フュージョン音楽はジャズ出身で、出世魚のように呼び名が変わりました。1960年代にジャズロック、70年代にクロスオーバー、80年以降はフュージョン、90年前後にスムースジャズ。全てにまたがる典型は、スティックス・フーパー率いたアメリカのクルセイダーズ。
フュージョン音楽を語る一般的な枕ことばは、さわやかで心地よく青空でハッピー。その顔役たちも軽くて影がないタイプです。好感を持たれつつも軽くみられる理由は、むろんノリの軽さと影のなさでしょう。
フュージョンがジャズ界で格下にみられるのは、日なただけで構成した明朗が理由らしく、何となくイージーリスニング扱い。そしてジャズは夜で、フュージョンは昼というイメージ。この割り切り方に、影差す曲を敬遠する大衆心理が読み取れます。
当初のフュージョン音楽の多くはジャズのリズムを多用し、ロック的なタテ乗りではなかった。
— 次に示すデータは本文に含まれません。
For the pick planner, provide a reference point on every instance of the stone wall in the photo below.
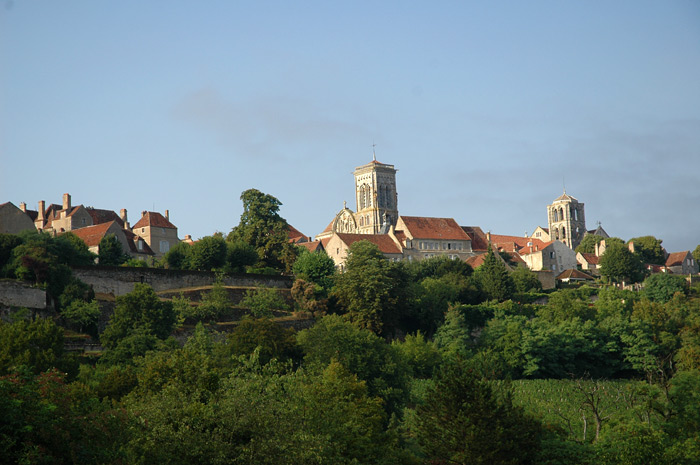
(118, 281)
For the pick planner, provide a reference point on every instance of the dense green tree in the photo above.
(36, 344)
(588, 243)
(111, 251)
(525, 280)
(208, 253)
(316, 267)
(140, 318)
(239, 256)
(618, 264)
(270, 339)
(360, 351)
(464, 421)
(262, 227)
(493, 278)
(369, 289)
(649, 249)
(660, 287)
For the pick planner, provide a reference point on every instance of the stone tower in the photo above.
(567, 222)
(375, 193)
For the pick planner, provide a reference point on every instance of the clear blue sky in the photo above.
(486, 109)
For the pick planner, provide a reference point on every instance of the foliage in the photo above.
(36, 344)
(316, 267)
(525, 280)
(111, 251)
(271, 340)
(588, 243)
(360, 351)
(262, 227)
(464, 421)
(493, 278)
(660, 287)
(140, 318)
(649, 249)
(618, 264)
(370, 288)
(263, 302)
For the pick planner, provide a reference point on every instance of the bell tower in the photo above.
(377, 201)
(566, 219)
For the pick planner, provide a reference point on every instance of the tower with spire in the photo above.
(566, 219)
(375, 194)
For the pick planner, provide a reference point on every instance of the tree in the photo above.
(208, 253)
(111, 252)
(139, 312)
(367, 290)
(649, 249)
(262, 227)
(493, 278)
(660, 287)
(525, 280)
(588, 243)
(316, 267)
(464, 421)
(618, 264)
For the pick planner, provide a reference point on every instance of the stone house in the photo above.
(339, 243)
(424, 237)
(157, 230)
(14, 220)
(682, 263)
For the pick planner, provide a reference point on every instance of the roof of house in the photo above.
(477, 236)
(515, 243)
(313, 246)
(92, 235)
(153, 219)
(590, 258)
(676, 258)
(385, 243)
(132, 239)
(100, 216)
(422, 227)
(295, 235)
(575, 275)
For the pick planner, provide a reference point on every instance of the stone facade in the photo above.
(567, 221)
(13, 220)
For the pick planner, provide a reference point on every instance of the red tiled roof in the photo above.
(385, 243)
(295, 235)
(590, 258)
(315, 246)
(92, 235)
(477, 236)
(100, 216)
(131, 239)
(421, 227)
(515, 243)
(676, 258)
(153, 219)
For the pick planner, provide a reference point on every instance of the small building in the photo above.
(157, 230)
(14, 220)
(682, 263)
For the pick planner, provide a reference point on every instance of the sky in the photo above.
(488, 110)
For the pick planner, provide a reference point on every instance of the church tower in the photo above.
(567, 223)
(375, 193)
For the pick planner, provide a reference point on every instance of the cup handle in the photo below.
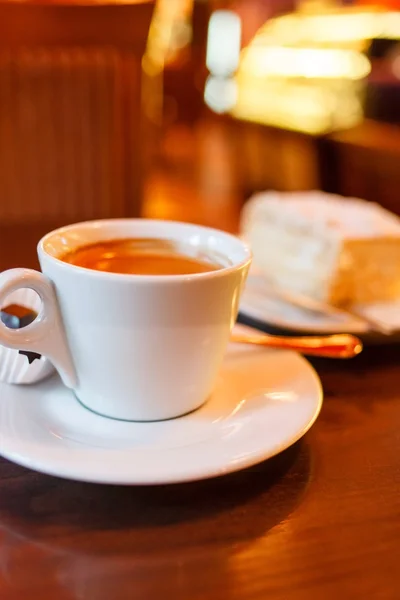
(46, 334)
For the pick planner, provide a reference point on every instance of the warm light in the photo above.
(305, 62)
(220, 94)
(306, 71)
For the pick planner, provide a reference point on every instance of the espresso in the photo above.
(139, 257)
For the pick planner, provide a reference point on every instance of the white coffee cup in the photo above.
(132, 347)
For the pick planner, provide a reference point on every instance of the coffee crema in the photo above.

そしてジャズ由来だから、セブンスコード以上の複雑なジャズコードを使いました。影差す和音が主役。
だからアメリカのフュージョンの傑作は、影差し屈折した曲が実は多いのです。落ちては天上に伸びる起伏と、転調の多い作風で。これは芸術の新定義とした、表現の裂け目に該当します。平坦な青空の快適でひとくくりにすると、もれてしまうダークな部分です。
フュージョンのメインストリームには、かげりの多い内向的な曲調がよくあります。一例はチック・コリア作曲『シルヴァー・テンプル』で、建物の陰なる影に魅せられたのかも。月もイメージしたミステリアスな庵ふう寺院。昼の顔『ゴールデン・テンプル』でない点がミソ。